To verify the error, simply run the tests a few times until you end up with an error like this

failed to load fixtures: bun: model=User does not have column=username

Cause

In the above scenario, both of the structures will result in the same TypeName due to the manner in which type names are normalized (see here for additional details). The paths towards storing the table definition are quite different however.
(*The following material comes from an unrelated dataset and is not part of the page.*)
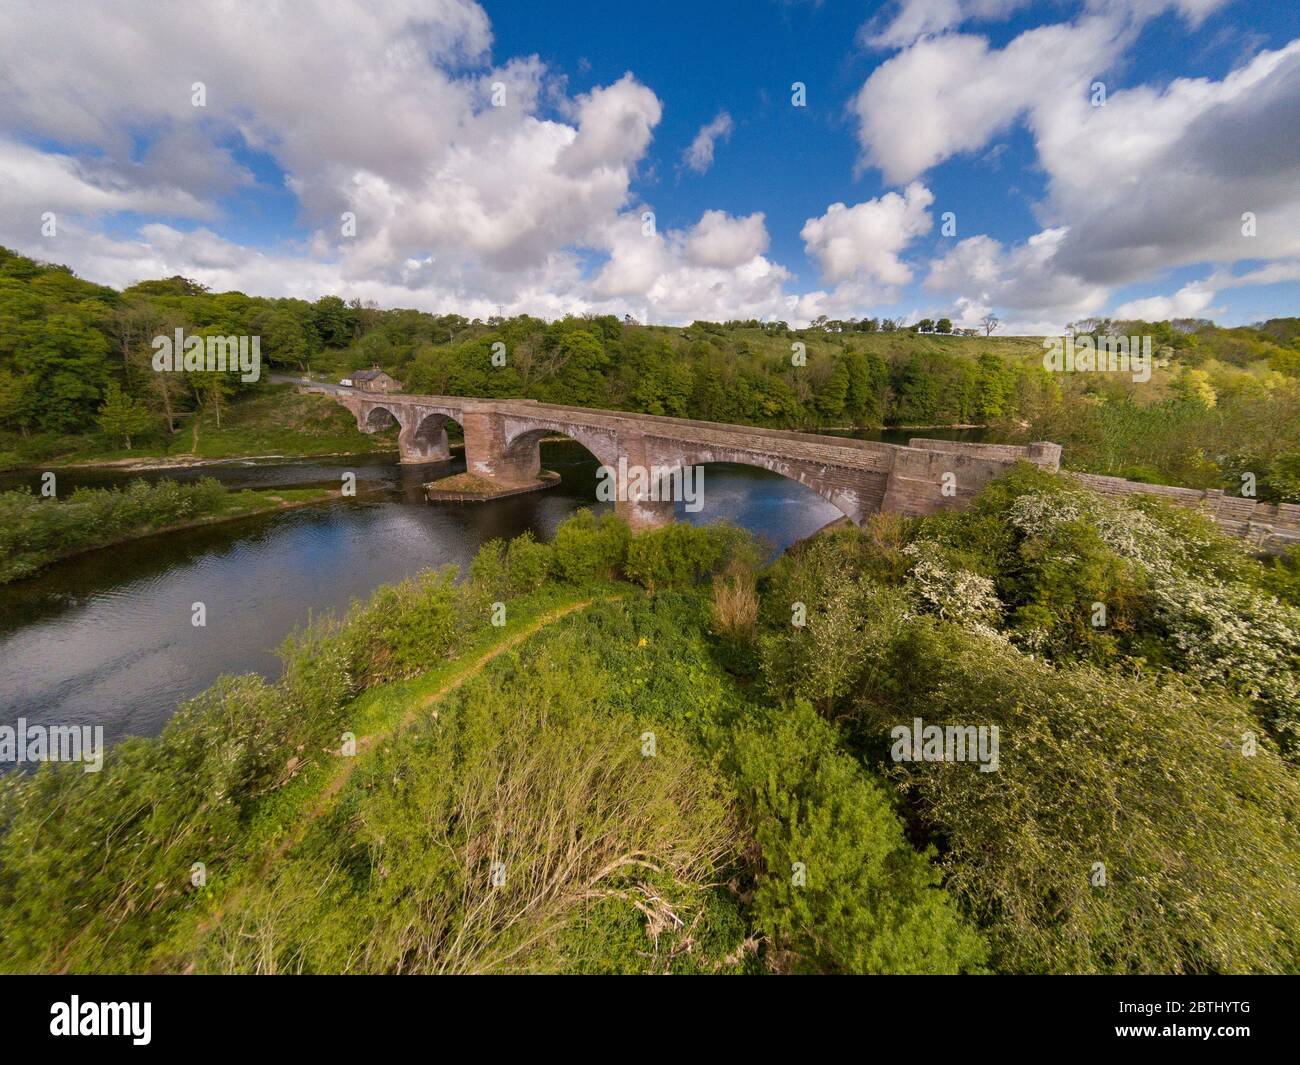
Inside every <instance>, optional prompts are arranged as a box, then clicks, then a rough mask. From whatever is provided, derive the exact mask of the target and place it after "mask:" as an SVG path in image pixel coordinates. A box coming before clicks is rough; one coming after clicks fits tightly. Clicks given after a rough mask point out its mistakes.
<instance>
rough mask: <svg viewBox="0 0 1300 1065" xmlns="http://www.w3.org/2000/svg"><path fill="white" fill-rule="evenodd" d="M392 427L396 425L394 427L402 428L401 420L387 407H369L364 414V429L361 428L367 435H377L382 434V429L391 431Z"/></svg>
mask: <svg viewBox="0 0 1300 1065" xmlns="http://www.w3.org/2000/svg"><path fill="white" fill-rule="evenodd" d="M394 425H396V427H399V428H400V427H402V419H400V417H398V416H396V415H395V414H394V412H393V411H391V410H389V408H387V407H380V406H376V407H370V408H369V410H368V411H367V412H365V419H364V427H363V428H364V430H365V432H368V433H378V432H382V430H383V429H391V428H393V427H394Z"/></svg>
In the case of a standard fixture test the model is registered by calling db.RegisterModel which then calls t.Register only to finalize with t.Get. It is in the latter that the table is initialized and stored in a xsync.MapOf[reflect.Type, *Table]. When running a query however, the registration happens only when a receiver or destination reference is passed in for example the Scan function in a RawQuery . A representative call hierarchy would be the following:

db.NewRaw → Scan → q.scanOrExec → q.getModel → newModel → _newModel → newSliceTableModel → db.Table → db.dialect.Tables().Get

Once the call reaches the final point, a table gets initialized and stored in the xsync map. Once multiple tables with the same TypeName are registered, we suffer from the volatility of unordered maps when adding fixtures in our tests. This is because every time we register our fixtures with the Load function, the flow fetches the model based on the fixture model name which runs the following code:

func (t *Tables) ByModel(name string) *Table {
    var found *Table
    t.tables.Range(func(typ reflect.Type, table *Table) bool {
        if table.TypeName == name {
            found = table
            return false
        }
        return true
    })
    return found
}

The Range function provides a view into the stored key value pairs of reflect.Type to *Table , but it does not guarantee the order of the items returned which means that in some iterations we’ll have our last registered Table come first and vice versa. This, together with the permissive check of table.TypeName == name which will be true in cases where our model has the the same case insensitive name, causes the table resolution to fail sporadically when creating fixtures.

Proposal

There doesn’t seem to be a very elegant solution to this issue since the problem only arises when using fixtures. An idea could be to make the Range check more restrictive by verifying that all the fields of our fixture are included. This is perhaps the least intrusive way to solve the issue and would include the following changes:

fixture.go

func (f *Fixture) addFixture(ctx context.Context, data *fixtureData) error {
    // Send in the fields when fetching our model here.
    table := f.db.Dialect().Tables().ByModelAndFields(data.Model, data.geFields())
    
    // ... rest of the code remains the same

    return nil
}

// Gets all fields in a fixture row excluding fields starting with _
func (rs *fixtureData) geFields() []string {
    var fields []string
        if len(rs.Rows == 0) {
                return fields
        }

    for k := range rs.Rows[0] {
        if !strings.HasPrefix(k, "_") {
            fields = append(fields, k)
        }
        }
    return fields
}

tables.go

// Changed to be more specific
func (t *Tables) ByModelAndFields(name string, fields []string) *Table {
    var found *Table
    t.tables.Range(func(typ reflect.Type, table *Table) bool {
        if table.TypeName == name && containsAllFields(table.allFields, fields) {
            found = table
            return false
        }
        return true
    })
    return found
}

// Helper function to check if a slice of field names contains a subset of strings 
func containsAllFields(set []*Field, subset []string) bool {
    if len(set) > len(subset) {
        return false
    }
    if len(subset) == 0 {
        return true
    }

    setMap := make(map[string]struct{}, len(set))
    for _, s := range set {
        setMap[s.Name] = struct{}{}
    }

    for _, s := range subset {
        if _, ok := setMap[s]; !ok {
            return false
        }
    }
    return true
}

I'd be happy to discuss a solution and / or make a PR with a solution. 😄

[github-actions]

This issue has been automatically marked as stale because it has not had activity in the last 30 days. If there is no update within the next 7 days, this issue will be closed.